I watched the man from the funeral home walked around the rear of the station wagon. He opened the tailgate. A small, white box was in the back. With its lid and embossed cardboard exterior, it looked more like a gift box than a baby’s coffin.

“Where are the flowers?” I asked.

“Flowers? I’m sorry, ma’am, I don’t have flowers.”

“I ordered a blanket of flowers.”

He apologized again. It was not his fault. I should have asked about it when I called the florist. I felt tears start again. The man’s face was red.

“It’s OK. We’ll get it later,” Hank said.

It wasn’t okay, but there was nothing we could do. I nodded, and Hank bent to pull the coffin toward him. He cradled it in his arms. Our oldest daughter burst into tears. Hank gave me a stricken look. The other children were silent. They had never experienced death, except the one of a pet. They were sad about their brother because we were sad, but the baby inside the box their father carried was some sad mystery.

But our daughter was fourteen. She helped me with the other babies. She was there when two were born. She understood.

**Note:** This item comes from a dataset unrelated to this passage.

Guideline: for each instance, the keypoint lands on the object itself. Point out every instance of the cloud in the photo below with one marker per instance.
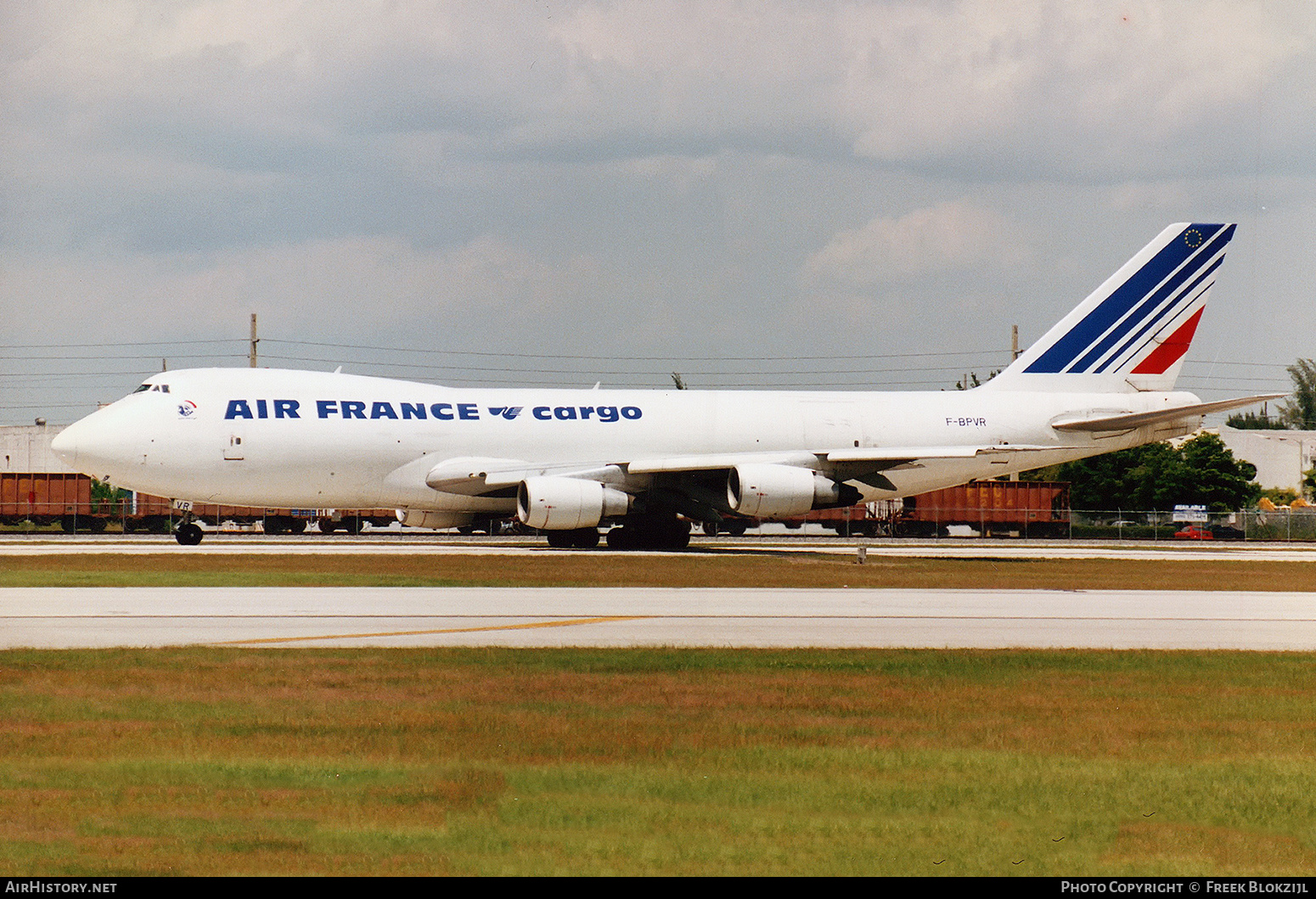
(931, 241)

It was time to be brave. I lifted the youngest onto my hip.

“Let’s all hold hands,” I whispered to the others, and we followed Hank in a crooked line over the dry grass.

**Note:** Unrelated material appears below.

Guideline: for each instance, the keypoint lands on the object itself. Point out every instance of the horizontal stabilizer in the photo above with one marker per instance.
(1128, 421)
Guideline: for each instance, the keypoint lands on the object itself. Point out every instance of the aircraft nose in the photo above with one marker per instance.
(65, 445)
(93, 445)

The man from the funeral home stayed behind.

Our son’s grave was in the cemetery’s newest part, up from the tilting gray slabs for Worthington’s earliest settlers, their names and dates worn away by the elements, and the middle where the relatives of the town’s natives now rested. 

The day before, Hank and the two older boys dug his grave. It’s not the custom in our town, but the cemetery commissioner agreed when Hank asked. Work makes him feel better. He couldn’t do anything in the hospital to help our son. But he could wield a shovel to carve a box-like hole large and deep enough for a baby’s coffin from the rocky, clay soil. The three of them were gone a few hours. I stayed home. I could not watch.

Hank placed Jacob’s coffin on the ground. The children clustered close to me, the tops of their heads shining in the sun, as their father pulled a paper from his jacket pocket. He read the words he wrote the day before about Jacob and what he meant to us. 

I listened, stunned by my sadness and the simple but profound words of my husband. Hank ended his speech. Birds, moved by their spring homecoming, called from the trees. He bowed his head. We waited. Then he stooped to set the box inside the hole. He placed the paper on its lid. He stood. Our sad eyes met.

Hank turned to get the shovel he had left near the pile of dirt. We watched as he filled the grave, the dirt and pebbles drumming lightly over the white coffin, until a soft mound rose. Then we walked downhill toward the car. The man from the funeral home came to wish us well.